Search code examples
apache-kafkaavroconfluent-schema-registry

kafka schema with external https connection


I'm beginning to despair of kafka. For a private project, a company sends me a kafka stream. After a long time of trying, I finally managed to connect to the bootstrap servers and receive the first messages. But not deserialized. At the moment the data format looks like this: 4868fa8▒▒▒▒_9601FLHBK053A5T▒z+B▒▒▒▒▒▒

The company sends key as well as value in avro format and I also got several schema urls. But I just can't manage to use them correctly, so that I get readable data. No matter how I enter it, it always throws an error. Only when I retrieve without any schema I get the messages back like above.

The schema urls are in https and external so I already tried to create a truststore for the url. Can someone give me a hint what else I could try?

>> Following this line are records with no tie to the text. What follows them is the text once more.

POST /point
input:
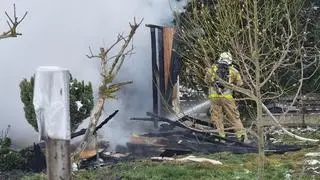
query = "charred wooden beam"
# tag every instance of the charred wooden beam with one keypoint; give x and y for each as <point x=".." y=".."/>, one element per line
<point x="82" y="131"/>
<point x="197" y="121"/>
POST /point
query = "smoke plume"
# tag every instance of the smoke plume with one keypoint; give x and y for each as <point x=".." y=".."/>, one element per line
<point x="59" y="33"/>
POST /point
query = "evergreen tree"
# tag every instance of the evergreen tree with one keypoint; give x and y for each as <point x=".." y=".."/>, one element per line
<point x="81" y="101"/>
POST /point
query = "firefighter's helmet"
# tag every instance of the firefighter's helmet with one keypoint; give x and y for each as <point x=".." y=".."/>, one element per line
<point x="225" y="58"/>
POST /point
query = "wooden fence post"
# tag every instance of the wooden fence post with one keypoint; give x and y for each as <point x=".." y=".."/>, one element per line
<point x="51" y="104"/>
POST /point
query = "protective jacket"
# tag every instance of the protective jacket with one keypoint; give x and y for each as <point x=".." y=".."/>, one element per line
<point x="216" y="90"/>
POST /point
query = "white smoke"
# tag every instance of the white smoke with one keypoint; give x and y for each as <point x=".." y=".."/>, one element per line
<point x="59" y="33"/>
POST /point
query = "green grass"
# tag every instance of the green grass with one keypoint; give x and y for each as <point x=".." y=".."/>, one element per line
<point x="235" y="166"/>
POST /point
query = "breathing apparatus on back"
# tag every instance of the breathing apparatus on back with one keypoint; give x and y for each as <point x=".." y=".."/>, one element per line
<point x="224" y="62"/>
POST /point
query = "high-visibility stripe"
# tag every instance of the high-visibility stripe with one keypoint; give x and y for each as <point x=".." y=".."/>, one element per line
<point x="227" y="96"/>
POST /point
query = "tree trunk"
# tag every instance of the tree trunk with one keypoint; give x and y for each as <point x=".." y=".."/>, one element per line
<point x="260" y="141"/>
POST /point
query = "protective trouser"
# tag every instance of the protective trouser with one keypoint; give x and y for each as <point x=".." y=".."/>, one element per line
<point x="227" y="106"/>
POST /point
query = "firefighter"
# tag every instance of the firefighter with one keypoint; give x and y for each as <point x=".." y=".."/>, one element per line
<point x="222" y="101"/>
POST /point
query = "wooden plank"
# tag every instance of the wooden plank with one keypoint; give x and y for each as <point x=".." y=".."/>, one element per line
<point x="58" y="159"/>
<point x="167" y="51"/>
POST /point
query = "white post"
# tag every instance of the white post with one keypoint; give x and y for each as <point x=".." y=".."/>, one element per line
<point x="51" y="104"/>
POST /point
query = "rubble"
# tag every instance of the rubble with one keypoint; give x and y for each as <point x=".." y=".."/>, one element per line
<point x="187" y="159"/>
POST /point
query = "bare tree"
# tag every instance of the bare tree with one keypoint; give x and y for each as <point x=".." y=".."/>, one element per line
<point x="266" y="38"/>
<point x="13" y="22"/>
<point x="109" y="68"/>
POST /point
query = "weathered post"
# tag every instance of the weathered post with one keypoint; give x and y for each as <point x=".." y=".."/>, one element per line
<point x="51" y="103"/>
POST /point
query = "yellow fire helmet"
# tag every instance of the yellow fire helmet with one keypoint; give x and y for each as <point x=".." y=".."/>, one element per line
<point x="225" y="58"/>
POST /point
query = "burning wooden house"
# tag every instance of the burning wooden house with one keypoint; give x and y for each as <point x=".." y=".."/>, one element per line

bin/kafka-avro-console-consumer --bootstrap-server kafka1.some.url:9093,kafka2.some.url:9093,kafka3.some.url:9093 --topic myTopic --consumer-property security.protocol=SSL --consumer-property ssl.protocol=TLSv1.2 --consumer-property ssl.truststore.location=ssl/myTruststore.jks --consumer-property ssl.truststore.password=xxx --consumer-property  ssl.keystore.location=ssl/keystore.jks --consumer-property ssl.keystore.password=xxx --consumer-property ssl.key.password=xxx --consumer-property schema.registry=https://schema-reg.some.url  --from-beginning

the first question that comes up here, i was told 3 urls for the schemas. one base url which i specified in the program call and two more one for key and one for value. both have the following format:

https://schema-reg.some.url/subjects/Key/versions/latest/schema

https://schema-reg.some.url/subjects/Value/versions/latest/schema

looks like (for key):

{"type":"record","name":"WoKey","namespace":"somenameSpace","fields":[{"name":"someId","type":"string","aliases":["userId"]},{"name":"nextId","type":["null","string"],"default":null}]}

Unfortunately I am totally stumped. I was also given a typescipt, but I want to use the whole thing directly in kafka and later write it to a MySQL DB via kafka-connect sink.

If i start kafka with settings above i always get an error:

ERROR Unknown error when running consumer: (kafka.tools.ConsoleConsumer$) org.apache.kafka.common.errors.SerializationException: Error retrieving Avro unknown schema for id 423 at io.confluent.kafka.serializers.AbstractKafkaAvroDeserializer$DeserializationContext.schemaFromRegistry(AbstractKafkaAvroDeserializer.java:333) at io.confluent.kafka.serializers.AbstractKafkaAvroDeserializer.deserialize(AbstractKafkaAvroDeserializer.java:114) at io.confluent.kafka.serializers.AbstractKafkaAvroDeserializer.deserialize(AbstractKafkaAvroDeserializer.java:88) at io.confluent.kafka.formatter.AvroMessageFormatter$AvroMessageDeserializer.deserialize(AvroMessageFormatter.java:133) at io.confluent.kafka.formatter.AvroMessageFormatter.writeTo(AvroMessageFormatter.java:92) at io.confluent.kafka.formatter.SchemaMessageFormatter.writeTo(SchemaMessageFormatter.java:181) at kafka.tools.ConsoleConsumer$.process(ConsoleConsumer.scala:115) at kafka.tools.ConsoleConsumer$.run(ConsoleConsumer.scala:75) at kafka.tools.ConsoleConsumer$.main(ConsoleConsumer.scala:52) at kafka.tools.ConsoleConsumer.main(ConsoleConsumer.scala) Caused by: java.net.ConnectException: Connection refused (Connection refused)


Solution

  • Since the error says "Connection Refused", I think the problem is related to --consumer-property schema.registry=

    The correct option is --property schema.registry.url=https://...

    And regarding the URLs mentioned, the default subjects would have -value or -key after the topic name.

    Otherwise, one suggestion would be to use --consumer-config with a file rather than needing to type out long command options.